As we sit down for dinner in downtown Dubai, Nigerian oilman Igho Sanomi is upbeat. Alternating between sips of water and bits of mixed nuts he picks out of an espresso-sized nut cup, Sanomi is telling jokes at the table to a dozen guests, mostly his own employees. He then continues to engage, in very interesting conversations about his views, on a number of subjects during dinner.
He is renowned for pushing his limits, and he has parlayed this single attribute to stunning effect; growing Taleveras into one of the largest physical commodities trading companies in Africa in just over a decade, while remaining one of the most mysterious and storied figures in Nigerian business.
Igho Sanomi, 41, is the founder of Taleveras, a $2 billion (revenues) international commodities trading company active over a wide spectrum of global energy markets including crude oil and refined petroleum products, natural gas and power. Taleveras’ trading arm, now based in Dubai and Abuja, is one of the largest independent energy traders in Africa, with additional offices spread across West Africa, Europe and Asia. The company at its prime moved more than 170 million barrels of crude and oil products annually, and has upstream and downstream assets in a number of African countries.
Sanomi is famously media shy, despite owning one of the largest oil trading companies in Africa and running a philanthropic organization, the Dickens Sanomi Foundation, that donates millions of dollars annually to causes in education and health in Africa and elsewhere. He has twice been recognized by the world-renowned Institute Choiseul based in France, topping the ranks of the Choiseul 100: Economic Leaders for Tomorrow, which ranks young African leaders under 40 who will play a major role in the economic development of the African continent. Sanomi has traditionally stayed away from the media spotlight, but he’s finally breaking cover, and for good reason.
“It’s easy to get caught up and carried away by the media hype,” he says briskly, chopping the air for emphasis. “All I ever wanted to do was to quietly build a successful company, keeping to the old traditional way of doing business with a handshake, and performing the contracts we got very well. But as we got successful, a lot of people began to make up stories about us. At first we decided to ignore all the noise and focus on the business, but now it’s gotten to a tipping point and I think it’s a good idea to set the record straight.”
Taleveras and Igho Sanomi have featured prominently in the media for a myriad of reasons. For one, some of Taleveras’ most important revenue streams were cut off. For example, in December 2014 Taleveras failed to clinch the renewal of its crude for product exchange contract it had operated for over three years. Whilst others got theirs renewed, Taleveras had its contract cancelled by then-President Goodluck Jonathan’s administration. This dealt a big blow to Taleveras, as it had entered forward contracts and based revenue projection models on it.
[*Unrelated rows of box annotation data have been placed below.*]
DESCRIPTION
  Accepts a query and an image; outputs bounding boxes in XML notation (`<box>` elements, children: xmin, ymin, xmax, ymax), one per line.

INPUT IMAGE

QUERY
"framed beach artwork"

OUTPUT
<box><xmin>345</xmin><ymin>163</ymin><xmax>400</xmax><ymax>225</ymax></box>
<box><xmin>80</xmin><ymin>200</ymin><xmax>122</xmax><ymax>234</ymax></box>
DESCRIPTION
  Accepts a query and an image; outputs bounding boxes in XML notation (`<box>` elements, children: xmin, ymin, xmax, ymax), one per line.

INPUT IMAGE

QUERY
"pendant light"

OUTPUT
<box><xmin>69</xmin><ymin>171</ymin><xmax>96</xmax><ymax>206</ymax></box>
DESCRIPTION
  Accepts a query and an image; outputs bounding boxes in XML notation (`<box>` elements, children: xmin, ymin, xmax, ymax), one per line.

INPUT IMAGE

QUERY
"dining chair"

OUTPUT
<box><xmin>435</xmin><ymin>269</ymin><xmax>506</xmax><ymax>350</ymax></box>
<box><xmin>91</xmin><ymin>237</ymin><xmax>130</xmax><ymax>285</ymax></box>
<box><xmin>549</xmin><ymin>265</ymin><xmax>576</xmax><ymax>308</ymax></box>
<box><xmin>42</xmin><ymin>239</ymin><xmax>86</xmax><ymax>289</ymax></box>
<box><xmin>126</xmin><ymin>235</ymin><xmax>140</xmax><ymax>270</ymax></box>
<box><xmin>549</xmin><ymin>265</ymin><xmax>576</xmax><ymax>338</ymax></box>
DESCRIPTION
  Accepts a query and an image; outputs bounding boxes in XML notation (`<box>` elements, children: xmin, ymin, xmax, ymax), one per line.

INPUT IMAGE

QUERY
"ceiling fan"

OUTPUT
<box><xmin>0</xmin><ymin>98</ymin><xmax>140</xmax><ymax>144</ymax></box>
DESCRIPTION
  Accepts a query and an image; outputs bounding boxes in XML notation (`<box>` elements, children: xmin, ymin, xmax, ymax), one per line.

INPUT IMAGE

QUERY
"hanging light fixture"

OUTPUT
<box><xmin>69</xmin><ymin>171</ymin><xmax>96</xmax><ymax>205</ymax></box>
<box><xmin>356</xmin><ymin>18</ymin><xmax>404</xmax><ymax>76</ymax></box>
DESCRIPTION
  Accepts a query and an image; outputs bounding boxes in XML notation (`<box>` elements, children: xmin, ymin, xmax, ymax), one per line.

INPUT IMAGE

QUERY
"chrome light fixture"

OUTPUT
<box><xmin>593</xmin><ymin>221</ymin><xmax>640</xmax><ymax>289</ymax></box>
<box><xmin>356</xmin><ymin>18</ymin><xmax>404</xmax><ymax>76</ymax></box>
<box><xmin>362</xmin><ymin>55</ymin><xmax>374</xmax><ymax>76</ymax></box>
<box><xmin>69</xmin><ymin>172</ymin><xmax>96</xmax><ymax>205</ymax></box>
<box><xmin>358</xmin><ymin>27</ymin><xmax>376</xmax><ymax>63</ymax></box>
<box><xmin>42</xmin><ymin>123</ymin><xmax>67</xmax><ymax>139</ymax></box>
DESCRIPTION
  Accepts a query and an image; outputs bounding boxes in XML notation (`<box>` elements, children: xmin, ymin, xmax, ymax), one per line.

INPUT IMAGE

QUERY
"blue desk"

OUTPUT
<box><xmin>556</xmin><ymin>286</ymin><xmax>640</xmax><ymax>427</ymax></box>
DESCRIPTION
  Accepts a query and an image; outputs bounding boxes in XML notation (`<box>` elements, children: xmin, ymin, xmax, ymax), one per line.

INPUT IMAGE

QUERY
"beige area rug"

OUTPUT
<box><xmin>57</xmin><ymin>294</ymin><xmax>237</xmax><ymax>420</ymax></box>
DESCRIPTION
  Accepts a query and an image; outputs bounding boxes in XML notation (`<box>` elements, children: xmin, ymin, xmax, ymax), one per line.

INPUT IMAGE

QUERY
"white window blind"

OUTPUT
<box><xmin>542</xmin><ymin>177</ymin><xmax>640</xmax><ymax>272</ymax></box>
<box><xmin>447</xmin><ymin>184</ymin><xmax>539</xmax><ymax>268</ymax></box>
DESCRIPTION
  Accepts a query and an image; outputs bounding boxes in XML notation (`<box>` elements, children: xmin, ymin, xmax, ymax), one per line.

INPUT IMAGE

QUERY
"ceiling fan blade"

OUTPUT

Sanomi’s analysts and detractors alike were keen to see how Taleveras would replace these revenue streams.
Arising from the cancellation of this key contract, Taleveras had to restructure and engage its international creditors. This led to issues taking a legal course and to a number of out-of-court settlements. On the surface, Taleveras’ future looked dire. An independent energy analyst I spoke with before having dinner with Sanomi and his employees said the company was struggling to keep afloat.
But Sanomi calmly scoffed at projections of Taleveras’ demise. Taleveras, he admits, has been through a number of challenges in the last two years, but the company has navigated them successfully and is on the right course. He insists that there has been a thorough misunderstanding of his affairs in Nigeria, and that any negative press Taleveras has received in certain quarters is the creation of cutthroat detractors.